Monday 26 September 2022

Marie Marchand : part one

Marie Marchand has been writing poetry for 35 years to find healing for herself and the world. She is the first Poet Laureate of Ellensburg, WA. Her poetry has been published in Catamaran Literary Reader, California Quarterly, Paterson Literary Review, Tiny Seed Journal, and Anti-Heroin Chic, with poems forthcoming in Crannóg Magazine and The Awakenings Review. Her second poetry collection Gifts to the Attentive was published by Winter Goose Publishing in May 2022. She is also a mental health advocate and founder of Maitri Poetry, a collaborative space. Read her work at and follow her @mishiepoet.

Photo credit: Sami Jo Photo

How does a poem begin?

A poem begins with a connection to something or someone, or a perceived connection between two or more things—such as sunlight and willows, or birds and wind—and my desire to explore this connection, the underpinning of which is most often Beauty. The beginning of a poem is a nudge, hint, or whisper begging for deeper exploration. 

Sunday 25 September 2022

Diana Rosen : part one

Diana Rosen, an essayist, flash writer, and poet, has work in West Trade Review, Tiferet Journal, Rattle, and As It Ought to be Magazine, among others in the U.S., the UK, India, Canada, and Australia. Her poetry has earned one Best of the Net and two Pushcart nominations and released her first full-length poetry book, High Stakes & Expectations, in Spring, 2022. She lives in Los Angeles where her “backyard” is the largest urban green space in the country, the 4,000+acre Griffith Park. She is a content provider for all things tea, coffee, and spices and has published 13 nonfiction books. Please visit to read more of her work. 

How did you first engage with poetry?

Like many children, my first introductions came with hearing the delightful music of rhymed words in Mother Goose tales then Ludwig Bemelmans’ Madeline series (In an old house in Paris that was covered with vines. Lived twelve little girls in two straight lines. In two straight lines they broke their bread. And brushed their teeth and went to bed) read to me by my mother. High school literature classes introduced me not only to Byron/Shelley/Keats but, through a wondrous textbook I still have, poems translated from a slew of foreign languages which gave me an overview to various forms and poetry subjects.  Real life interfered for many years where I read no poetry until a job at the late, great Borders Books introduced me to co-workers who were poets who introduced me to the world of contemporary poets and poetry and the exhilarating idea of free verse.

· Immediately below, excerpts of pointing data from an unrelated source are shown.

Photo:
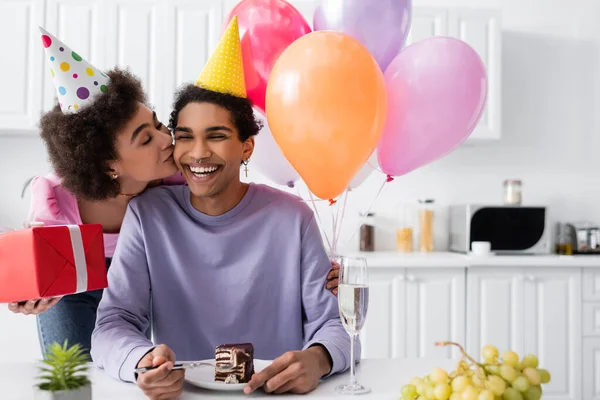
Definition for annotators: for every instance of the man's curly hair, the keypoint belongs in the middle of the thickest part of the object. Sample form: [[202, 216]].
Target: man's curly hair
[[240, 109], [81, 145]]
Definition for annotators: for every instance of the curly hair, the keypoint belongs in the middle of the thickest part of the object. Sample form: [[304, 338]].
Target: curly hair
[[80, 145], [239, 108]]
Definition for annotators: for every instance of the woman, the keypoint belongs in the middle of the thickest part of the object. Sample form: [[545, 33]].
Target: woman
[[103, 153], [105, 148]]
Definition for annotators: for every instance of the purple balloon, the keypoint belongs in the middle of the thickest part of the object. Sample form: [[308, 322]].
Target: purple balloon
[[380, 25]]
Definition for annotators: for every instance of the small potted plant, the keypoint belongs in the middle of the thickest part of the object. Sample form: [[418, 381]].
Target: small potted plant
[[64, 374]]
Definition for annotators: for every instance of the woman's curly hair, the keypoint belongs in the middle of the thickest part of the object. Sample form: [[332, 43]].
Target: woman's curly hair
[[81, 145], [240, 109]]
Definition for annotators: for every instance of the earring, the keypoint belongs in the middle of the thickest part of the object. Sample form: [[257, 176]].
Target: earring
[[245, 162]]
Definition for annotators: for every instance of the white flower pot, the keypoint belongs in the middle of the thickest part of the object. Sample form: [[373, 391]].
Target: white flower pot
[[83, 393]]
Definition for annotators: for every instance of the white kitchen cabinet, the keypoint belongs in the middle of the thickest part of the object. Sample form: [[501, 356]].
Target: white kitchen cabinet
[[21, 66], [591, 369], [552, 327], [411, 309], [136, 37], [193, 30], [495, 309], [82, 26], [530, 310], [427, 22], [434, 311]]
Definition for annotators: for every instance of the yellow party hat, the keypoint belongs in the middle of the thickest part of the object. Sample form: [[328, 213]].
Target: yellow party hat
[[224, 71]]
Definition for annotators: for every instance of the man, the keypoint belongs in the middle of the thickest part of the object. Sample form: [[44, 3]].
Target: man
[[226, 262]]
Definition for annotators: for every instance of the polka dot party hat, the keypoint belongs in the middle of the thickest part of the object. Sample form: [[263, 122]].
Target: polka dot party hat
[[76, 80], [224, 71]]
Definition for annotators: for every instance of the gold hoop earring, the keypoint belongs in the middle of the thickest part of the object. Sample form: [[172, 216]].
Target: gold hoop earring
[[245, 162]]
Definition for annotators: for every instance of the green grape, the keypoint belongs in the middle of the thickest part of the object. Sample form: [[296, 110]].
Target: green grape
[[533, 376], [544, 375], [470, 393], [478, 381], [442, 391], [460, 383], [533, 393], [496, 385], [530, 360], [510, 358], [485, 395], [438, 375], [512, 394], [416, 380], [521, 383], [409, 391], [430, 393], [508, 373], [490, 354], [493, 369]]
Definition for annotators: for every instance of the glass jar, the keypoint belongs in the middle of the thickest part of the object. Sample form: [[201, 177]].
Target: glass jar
[[512, 191], [404, 229], [367, 233], [426, 238]]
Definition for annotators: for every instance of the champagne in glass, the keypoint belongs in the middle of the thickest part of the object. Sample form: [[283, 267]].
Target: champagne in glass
[[353, 302]]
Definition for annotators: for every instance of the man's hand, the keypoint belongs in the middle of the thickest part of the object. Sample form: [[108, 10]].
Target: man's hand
[[332, 278], [161, 383], [33, 307], [295, 372]]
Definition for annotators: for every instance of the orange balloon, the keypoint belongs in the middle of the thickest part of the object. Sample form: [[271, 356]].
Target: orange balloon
[[326, 106]]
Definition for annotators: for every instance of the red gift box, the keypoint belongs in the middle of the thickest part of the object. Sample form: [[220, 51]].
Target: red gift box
[[51, 261]]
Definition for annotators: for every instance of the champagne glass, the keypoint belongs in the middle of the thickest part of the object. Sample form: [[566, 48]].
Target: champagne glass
[[353, 301]]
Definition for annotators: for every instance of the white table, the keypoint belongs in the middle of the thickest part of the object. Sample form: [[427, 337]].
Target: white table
[[385, 378]]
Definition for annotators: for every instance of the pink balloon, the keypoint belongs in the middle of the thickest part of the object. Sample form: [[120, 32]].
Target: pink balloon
[[437, 90], [267, 28]]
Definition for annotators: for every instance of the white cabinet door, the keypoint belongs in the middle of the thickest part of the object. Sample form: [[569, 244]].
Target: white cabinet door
[[591, 369], [481, 30], [553, 327], [495, 309], [136, 37], [21, 66], [435, 311], [193, 31], [427, 22], [307, 9], [383, 329], [80, 25]]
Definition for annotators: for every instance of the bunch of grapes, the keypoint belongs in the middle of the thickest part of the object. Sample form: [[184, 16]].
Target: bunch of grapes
[[508, 378]]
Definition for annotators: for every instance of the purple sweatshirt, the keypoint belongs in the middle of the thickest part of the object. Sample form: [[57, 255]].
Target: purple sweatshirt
[[254, 274]]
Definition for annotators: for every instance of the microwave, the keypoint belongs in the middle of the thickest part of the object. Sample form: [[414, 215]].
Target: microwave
[[511, 229]]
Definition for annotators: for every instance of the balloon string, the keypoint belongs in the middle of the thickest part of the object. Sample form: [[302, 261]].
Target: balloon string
[[388, 178], [339, 234], [312, 200]]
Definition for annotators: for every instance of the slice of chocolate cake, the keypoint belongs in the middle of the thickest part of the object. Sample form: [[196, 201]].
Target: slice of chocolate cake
[[234, 363]]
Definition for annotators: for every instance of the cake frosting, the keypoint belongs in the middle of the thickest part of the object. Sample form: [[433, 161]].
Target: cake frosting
[[234, 363]]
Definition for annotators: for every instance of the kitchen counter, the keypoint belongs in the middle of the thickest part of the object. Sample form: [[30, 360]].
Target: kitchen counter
[[391, 259]]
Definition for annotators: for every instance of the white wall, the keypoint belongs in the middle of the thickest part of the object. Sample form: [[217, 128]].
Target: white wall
[[550, 91]]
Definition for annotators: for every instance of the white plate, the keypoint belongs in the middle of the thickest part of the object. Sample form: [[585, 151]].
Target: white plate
[[204, 376]]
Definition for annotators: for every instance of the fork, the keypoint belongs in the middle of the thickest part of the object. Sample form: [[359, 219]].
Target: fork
[[187, 365]]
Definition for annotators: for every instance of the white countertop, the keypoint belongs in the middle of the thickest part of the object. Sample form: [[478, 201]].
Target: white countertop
[[391, 259], [385, 378]]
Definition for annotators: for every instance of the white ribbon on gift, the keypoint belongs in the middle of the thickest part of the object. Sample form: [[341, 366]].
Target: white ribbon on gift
[[78, 253], [79, 257]]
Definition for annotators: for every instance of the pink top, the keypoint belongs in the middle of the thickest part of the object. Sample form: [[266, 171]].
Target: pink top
[[52, 204]]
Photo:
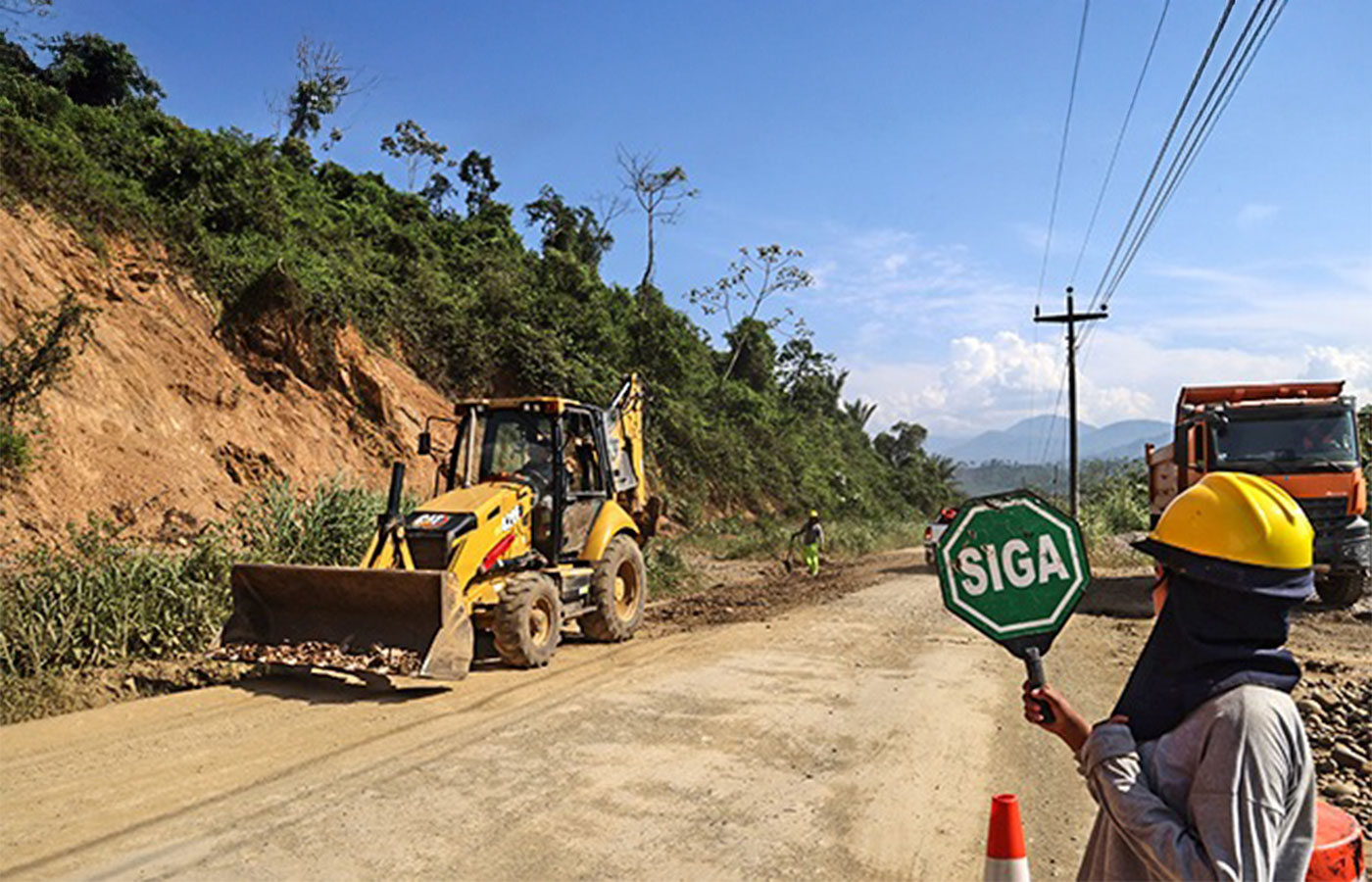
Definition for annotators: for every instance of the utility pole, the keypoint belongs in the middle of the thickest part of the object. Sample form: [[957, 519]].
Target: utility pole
[[1070, 318]]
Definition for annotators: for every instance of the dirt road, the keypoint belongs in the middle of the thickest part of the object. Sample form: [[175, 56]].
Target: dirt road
[[860, 738]]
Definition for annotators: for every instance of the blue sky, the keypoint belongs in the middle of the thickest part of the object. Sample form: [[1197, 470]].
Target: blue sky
[[908, 150]]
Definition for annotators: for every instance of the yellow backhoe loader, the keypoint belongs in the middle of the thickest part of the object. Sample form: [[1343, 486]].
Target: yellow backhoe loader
[[537, 518]]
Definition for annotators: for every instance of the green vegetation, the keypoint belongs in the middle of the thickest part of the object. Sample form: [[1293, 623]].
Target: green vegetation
[[100, 600], [264, 226], [16, 452]]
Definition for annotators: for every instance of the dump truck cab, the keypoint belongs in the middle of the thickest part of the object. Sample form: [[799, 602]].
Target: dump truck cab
[[1302, 436]]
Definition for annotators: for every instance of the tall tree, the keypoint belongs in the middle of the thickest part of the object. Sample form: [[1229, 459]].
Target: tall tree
[[96, 72], [754, 277], [477, 172], [661, 194], [573, 230], [859, 412], [324, 81], [412, 146]]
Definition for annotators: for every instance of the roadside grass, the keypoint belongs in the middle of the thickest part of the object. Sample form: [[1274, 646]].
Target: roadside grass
[[668, 572], [100, 614], [102, 601]]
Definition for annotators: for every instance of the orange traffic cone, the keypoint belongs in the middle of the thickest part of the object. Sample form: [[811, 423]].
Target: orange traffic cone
[[1005, 858], [1338, 847]]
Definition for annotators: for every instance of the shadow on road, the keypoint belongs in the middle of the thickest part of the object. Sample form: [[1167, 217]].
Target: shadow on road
[[1118, 597], [326, 686]]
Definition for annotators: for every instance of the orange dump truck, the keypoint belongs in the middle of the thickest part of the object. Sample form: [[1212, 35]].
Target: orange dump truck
[[1300, 436]]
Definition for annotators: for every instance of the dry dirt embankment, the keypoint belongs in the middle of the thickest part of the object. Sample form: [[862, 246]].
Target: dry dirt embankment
[[167, 416]]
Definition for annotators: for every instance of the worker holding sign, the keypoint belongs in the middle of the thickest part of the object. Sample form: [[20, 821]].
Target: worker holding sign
[[1203, 769]]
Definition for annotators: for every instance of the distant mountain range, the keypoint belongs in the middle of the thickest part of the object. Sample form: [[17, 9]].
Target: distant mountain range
[[1046, 439]]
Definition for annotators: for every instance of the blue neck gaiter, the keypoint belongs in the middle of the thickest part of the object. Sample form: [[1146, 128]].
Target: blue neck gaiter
[[1206, 641]]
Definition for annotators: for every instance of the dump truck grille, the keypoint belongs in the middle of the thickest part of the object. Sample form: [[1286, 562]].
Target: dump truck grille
[[1326, 511]]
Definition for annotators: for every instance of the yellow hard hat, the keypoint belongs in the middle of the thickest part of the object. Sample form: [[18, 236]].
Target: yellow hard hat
[[1235, 528]]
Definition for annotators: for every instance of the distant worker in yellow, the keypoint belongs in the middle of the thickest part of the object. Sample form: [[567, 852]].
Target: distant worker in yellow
[[812, 539], [1203, 769]]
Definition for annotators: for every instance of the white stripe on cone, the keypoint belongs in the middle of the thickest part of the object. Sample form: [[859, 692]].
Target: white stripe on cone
[[1005, 870]]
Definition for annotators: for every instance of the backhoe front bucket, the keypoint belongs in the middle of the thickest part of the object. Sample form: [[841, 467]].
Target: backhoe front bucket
[[356, 610]]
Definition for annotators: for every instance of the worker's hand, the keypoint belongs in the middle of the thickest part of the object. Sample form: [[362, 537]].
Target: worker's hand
[[1067, 724]]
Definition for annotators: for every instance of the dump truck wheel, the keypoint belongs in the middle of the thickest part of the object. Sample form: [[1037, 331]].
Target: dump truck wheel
[[1341, 589], [528, 620], [619, 591]]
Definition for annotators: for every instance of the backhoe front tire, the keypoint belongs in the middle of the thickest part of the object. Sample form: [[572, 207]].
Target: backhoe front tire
[[619, 593], [528, 620]]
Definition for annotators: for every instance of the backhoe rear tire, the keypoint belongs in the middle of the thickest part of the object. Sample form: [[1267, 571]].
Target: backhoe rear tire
[[1341, 589], [619, 593], [528, 620]]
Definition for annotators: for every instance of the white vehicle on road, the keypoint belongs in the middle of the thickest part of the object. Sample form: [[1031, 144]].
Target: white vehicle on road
[[935, 529]]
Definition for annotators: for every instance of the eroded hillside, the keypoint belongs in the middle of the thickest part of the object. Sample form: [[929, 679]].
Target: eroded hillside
[[167, 417]]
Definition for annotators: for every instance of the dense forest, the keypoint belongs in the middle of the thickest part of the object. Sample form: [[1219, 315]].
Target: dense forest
[[441, 276]]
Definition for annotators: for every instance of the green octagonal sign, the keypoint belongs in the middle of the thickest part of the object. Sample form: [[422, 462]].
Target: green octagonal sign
[[1012, 566]]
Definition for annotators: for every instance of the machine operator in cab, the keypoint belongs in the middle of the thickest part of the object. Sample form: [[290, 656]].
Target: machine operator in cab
[[1203, 769]]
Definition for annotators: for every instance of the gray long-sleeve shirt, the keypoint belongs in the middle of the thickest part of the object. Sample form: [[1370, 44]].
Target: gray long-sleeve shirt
[[1227, 795]]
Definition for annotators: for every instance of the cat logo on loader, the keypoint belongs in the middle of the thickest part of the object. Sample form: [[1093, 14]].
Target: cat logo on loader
[[538, 515]]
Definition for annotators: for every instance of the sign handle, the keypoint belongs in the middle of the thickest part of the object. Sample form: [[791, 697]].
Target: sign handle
[[1033, 662]]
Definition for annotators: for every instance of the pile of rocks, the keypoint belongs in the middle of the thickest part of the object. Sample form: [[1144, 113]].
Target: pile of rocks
[[318, 655], [1338, 719]]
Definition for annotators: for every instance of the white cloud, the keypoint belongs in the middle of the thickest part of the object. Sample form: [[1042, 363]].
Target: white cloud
[[1330, 363], [990, 383], [933, 335], [1254, 215]]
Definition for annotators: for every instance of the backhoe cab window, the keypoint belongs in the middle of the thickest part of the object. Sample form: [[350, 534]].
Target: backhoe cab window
[[517, 442], [580, 456], [1302, 439]]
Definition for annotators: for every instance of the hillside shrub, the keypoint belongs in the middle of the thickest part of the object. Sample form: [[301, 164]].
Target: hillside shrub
[[16, 453]]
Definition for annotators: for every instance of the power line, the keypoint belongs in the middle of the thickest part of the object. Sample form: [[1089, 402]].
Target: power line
[[1162, 151], [1056, 187], [1062, 150], [1203, 122], [1114, 154], [1227, 81]]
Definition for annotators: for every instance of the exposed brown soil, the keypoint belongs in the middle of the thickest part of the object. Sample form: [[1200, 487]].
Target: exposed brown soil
[[168, 417], [758, 590]]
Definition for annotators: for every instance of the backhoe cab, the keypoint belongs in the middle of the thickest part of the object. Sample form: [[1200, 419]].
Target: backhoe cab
[[538, 512]]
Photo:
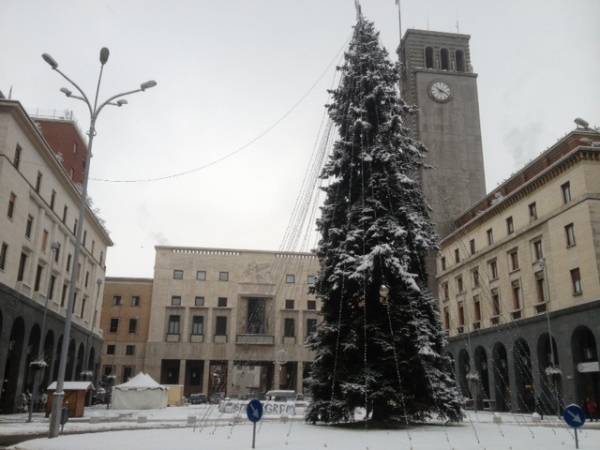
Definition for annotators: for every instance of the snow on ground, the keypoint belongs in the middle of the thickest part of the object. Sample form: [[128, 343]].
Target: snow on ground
[[297, 435]]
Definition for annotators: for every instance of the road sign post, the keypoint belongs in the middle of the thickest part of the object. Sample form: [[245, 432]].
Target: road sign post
[[575, 418], [254, 411]]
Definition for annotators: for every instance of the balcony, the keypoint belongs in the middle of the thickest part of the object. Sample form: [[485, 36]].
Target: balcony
[[255, 339]]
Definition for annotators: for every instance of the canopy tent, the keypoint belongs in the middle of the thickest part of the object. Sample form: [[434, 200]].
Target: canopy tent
[[140, 392]]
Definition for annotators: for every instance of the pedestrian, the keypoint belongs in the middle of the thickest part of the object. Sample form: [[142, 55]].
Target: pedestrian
[[591, 408]]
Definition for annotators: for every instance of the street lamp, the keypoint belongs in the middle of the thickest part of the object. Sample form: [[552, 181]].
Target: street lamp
[[94, 110]]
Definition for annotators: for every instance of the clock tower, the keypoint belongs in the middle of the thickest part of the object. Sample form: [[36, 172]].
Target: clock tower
[[438, 78]]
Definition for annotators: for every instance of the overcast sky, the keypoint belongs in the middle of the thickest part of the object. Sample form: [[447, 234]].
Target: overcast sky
[[229, 69]]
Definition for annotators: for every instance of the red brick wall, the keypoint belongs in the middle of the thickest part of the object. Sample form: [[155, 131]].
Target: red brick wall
[[64, 138]]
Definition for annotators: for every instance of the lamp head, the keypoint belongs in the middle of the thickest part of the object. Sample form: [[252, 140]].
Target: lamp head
[[104, 55], [50, 60], [147, 84]]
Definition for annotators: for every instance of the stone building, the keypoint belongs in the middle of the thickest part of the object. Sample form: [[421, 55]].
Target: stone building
[[221, 320], [125, 320], [38, 217], [519, 283]]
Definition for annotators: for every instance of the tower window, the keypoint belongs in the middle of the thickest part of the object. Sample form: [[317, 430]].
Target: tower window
[[429, 57], [445, 59], [460, 61]]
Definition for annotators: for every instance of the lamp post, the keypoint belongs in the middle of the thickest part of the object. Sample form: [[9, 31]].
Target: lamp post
[[94, 110]]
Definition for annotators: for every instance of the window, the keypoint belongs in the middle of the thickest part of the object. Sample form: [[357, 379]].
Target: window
[[516, 290], [3, 253], [576, 281], [22, 266], [493, 265], [63, 296], [221, 326], [311, 326], [11, 205], [476, 308], [197, 325], [445, 290], [127, 373], [538, 251], [38, 182], [29, 226], [132, 326], [495, 302], [570, 234], [429, 57], [444, 59], [475, 276], [446, 318], [51, 287], [566, 191], [513, 257], [510, 226], [174, 324], [289, 327], [532, 211], [38, 277], [460, 60], [461, 315], [540, 288], [17, 158], [459, 284]]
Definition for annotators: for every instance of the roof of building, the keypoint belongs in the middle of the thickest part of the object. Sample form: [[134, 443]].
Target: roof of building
[[17, 108], [526, 179]]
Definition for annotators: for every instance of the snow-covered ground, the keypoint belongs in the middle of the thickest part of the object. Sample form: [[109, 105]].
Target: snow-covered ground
[[217, 431]]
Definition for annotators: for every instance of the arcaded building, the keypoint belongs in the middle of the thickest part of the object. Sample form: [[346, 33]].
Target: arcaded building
[[229, 320], [519, 284]]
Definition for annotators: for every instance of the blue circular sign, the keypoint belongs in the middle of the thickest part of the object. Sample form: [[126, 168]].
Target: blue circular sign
[[254, 410], [574, 416]]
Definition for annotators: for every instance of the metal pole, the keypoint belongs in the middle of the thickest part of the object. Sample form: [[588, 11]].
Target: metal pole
[[54, 248], [57, 401]]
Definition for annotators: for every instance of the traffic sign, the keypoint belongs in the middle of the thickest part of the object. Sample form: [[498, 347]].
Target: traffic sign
[[254, 410], [574, 416]]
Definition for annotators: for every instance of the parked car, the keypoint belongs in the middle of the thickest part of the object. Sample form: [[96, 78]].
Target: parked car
[[198, 399]]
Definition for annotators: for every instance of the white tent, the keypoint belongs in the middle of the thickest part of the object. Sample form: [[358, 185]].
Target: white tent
[[140, 392]]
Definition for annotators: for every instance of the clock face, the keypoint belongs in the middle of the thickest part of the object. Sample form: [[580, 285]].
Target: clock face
[[440, 91]]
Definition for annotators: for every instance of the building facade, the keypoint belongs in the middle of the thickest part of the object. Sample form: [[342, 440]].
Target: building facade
[[519, 284], [225, 320], [125, 320], [38, 218]]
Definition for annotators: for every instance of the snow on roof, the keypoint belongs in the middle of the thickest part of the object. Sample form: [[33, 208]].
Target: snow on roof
[[73, 386], [140, 382]]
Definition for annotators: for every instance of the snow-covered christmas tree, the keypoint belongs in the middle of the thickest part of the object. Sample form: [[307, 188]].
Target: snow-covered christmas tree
[[380, 344]]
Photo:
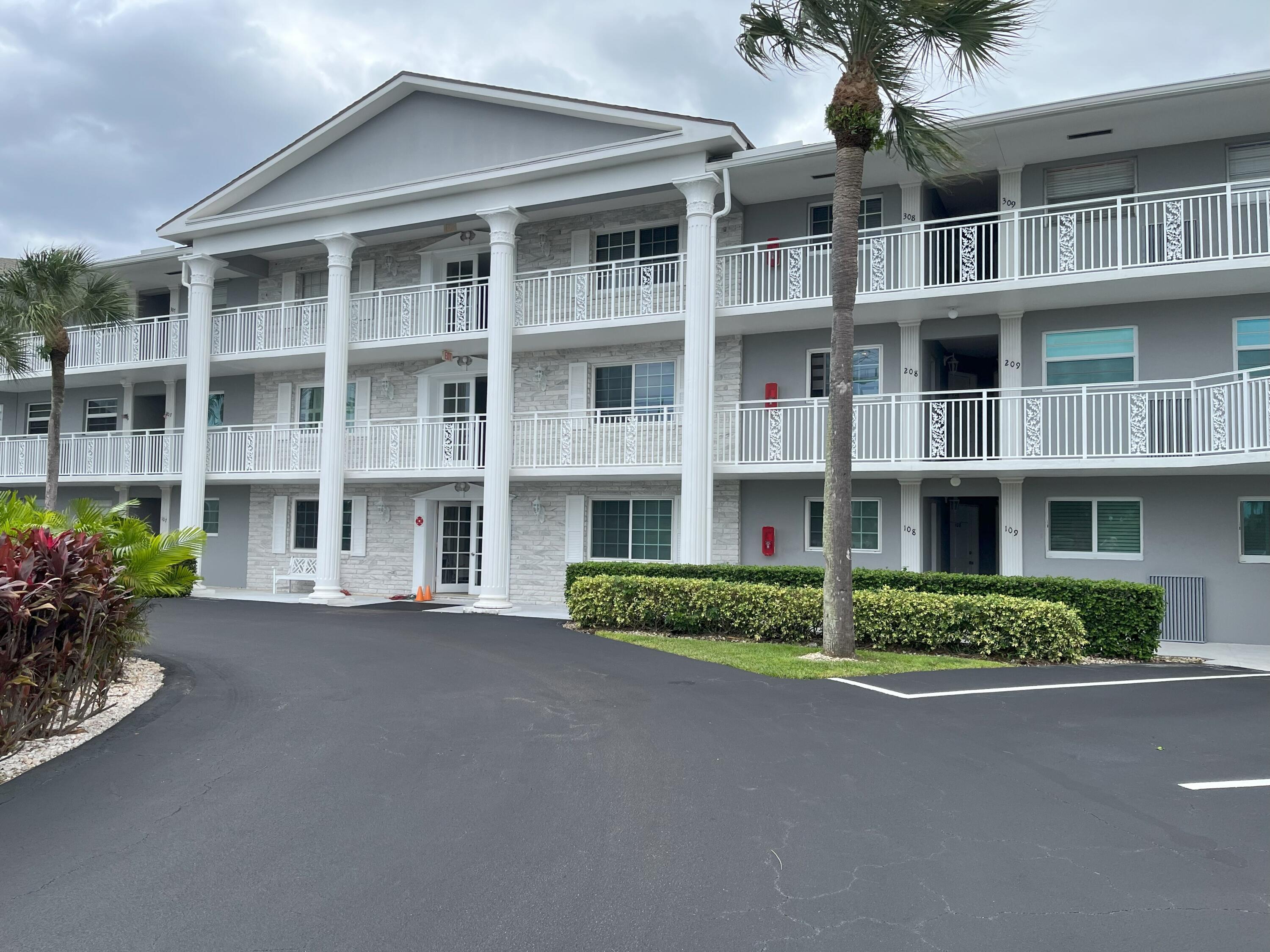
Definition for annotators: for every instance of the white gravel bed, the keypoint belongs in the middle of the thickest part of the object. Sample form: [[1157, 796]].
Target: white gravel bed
[[138, 685]]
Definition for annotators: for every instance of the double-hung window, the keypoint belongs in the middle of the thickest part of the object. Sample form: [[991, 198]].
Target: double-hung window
[[1255, 530], [101, 415], [865, 517], [641, 389], [1253, 346], [37, 418], [822, 216], [1094, 528], [304, 526], [310, 407], [1103, 356], [632, 528], [865, 372]]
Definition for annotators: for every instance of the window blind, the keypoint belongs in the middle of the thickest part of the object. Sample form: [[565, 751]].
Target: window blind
[[1080, 182]]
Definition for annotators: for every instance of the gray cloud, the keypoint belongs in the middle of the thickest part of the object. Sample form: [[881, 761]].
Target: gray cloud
[[117, 113]]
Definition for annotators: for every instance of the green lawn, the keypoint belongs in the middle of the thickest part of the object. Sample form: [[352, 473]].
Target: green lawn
[[784, 662]]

I’ve been reading and writing ever since.

Saturday 24 September 2022

Caroline Gill : part two

What poets changed the way you thought about writing?

Perhaps the simplest way in which to address this question is to list the poets and their individual influences on my own poetry journey. 

To begin at a point close to the beginning, my initial instincts were to emulate to one degree or another the forms of the poems I encountered. This meant largely writing rhyming quatrains in ‘abab’ (following the form of ‘The Cow’ by Robert Louis Stevenson) or in ‘aabb’ (after ‘The Tyger’ by William Blake); and indeed the first two poems I entered in competitions, at the ages of nine and ten years old, adopted the ‘abab’ pattern. It appealed to me that one could bring an animal, seascape or situation to life on the page. 

I may have been a reserved child in real life; but in its flights of fancy, my imagination often transported me to Lear’s ‘land where the Bong-Tree grows’, to the ‘many-tower’d Camelot’ of Tennyson’s ‘Lady of Shalott’, and to Shakespeare’s dreamworld of ‘spotted snakes’ and ‘thorny hedgehogs’. 

I studied Classical Studies as an undergraduate and went on to teach Greek texts and poetic playscripts in translation. During this time, I began to appreciate the concepts of structure and sound. It intrigued me that Pope had composed his own poetic version of Homer’s Iliad, and I began to write a mock-heroic epyllion of my own, complete with epigraph written out by hand in the Greek language. If Homer’s Odyssey showed me the power of narrative, Virgil’s Georgics demonstrated the importance of observation, particularly in writing about rural life, and (in his case) bees in particular.  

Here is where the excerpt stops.